He was a one-time plumber who gained unexpected renown pursuing his lifelong avocation as a fossil hunter who discovered some of the world’s most significant dinosaur fossils.
From Mexico to Montana, self-taught paleontologist and archaeologist Harley Garbani spent decades “prospecting for bones” in the badlands where bedrock is exposed. He also amassed one of the finest collections of American-Indian artifacts in Southern California.
His prime fossil finds are on display at the Natural History Museum of Los Angeles County, the University of California Museum of Paleontology in Berkeley and the Museum of the Rockies in Bozeman, Mont.
Garbani died Thursday of natural causes at his home in Hemet, Calif., said his wife, Mary.
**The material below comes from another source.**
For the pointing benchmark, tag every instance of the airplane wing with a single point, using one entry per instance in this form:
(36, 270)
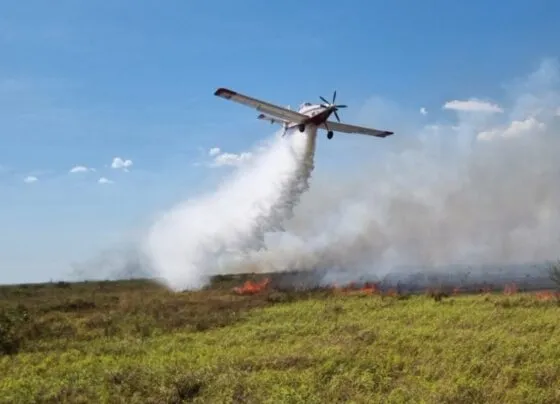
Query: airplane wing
(342, 127)
(269, 109)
He was 88.
“He was a very passionate fossil hunter and someone who understood the scientific value of fossils,” said Luis Chiappe, director of the Natural History Museum’s Dinosaur Institute.
“He didn’t have any academic training in the field, and he didn’t do any research,” Chiappe said. “He was primarily a field person, and he made some truly unique discoveries.”
Those finds include the partial skulls of the youngest-known Tyrannosaurus rex and the youngest-known Triceratops, two iconic dinosaurs, which will be on display in the museum’s new Dinosaur Hall when it opens July 16.
The skulls are among many of Garbani’s fossil finds that have been displayed over the years at the L.A. County museum, which paid him to lead fossil-hunting expeditions to Montana in the 1960s.
While leading such a trip in 1966, Garbani found the skull, jawbone and other parts of a T. rex on the Engdahl Ranch, 20 miles northwest of the small town of Jordan, Mont.
“That was only the third specimen that was in any way complete that had ever been found,” said paleontologist Lowell Dingus, who devoted a chapter to Garbani in his 2004 book, “Hell Creek, Montana: America’s Key to the Prehistoric Past.”
“He was certainly among the greatest fossil collectors that ever lived and the greatest one that I have ever known and worked with,” said Dingus, who worked with Garbani while doing his dissertation fieldwork at UC Berkeley three decades ago.
During the summers from 1972 until several years ago, Garbani was part of the field crews of Berkeley’s Museum of Paleontology that made trips to Montana.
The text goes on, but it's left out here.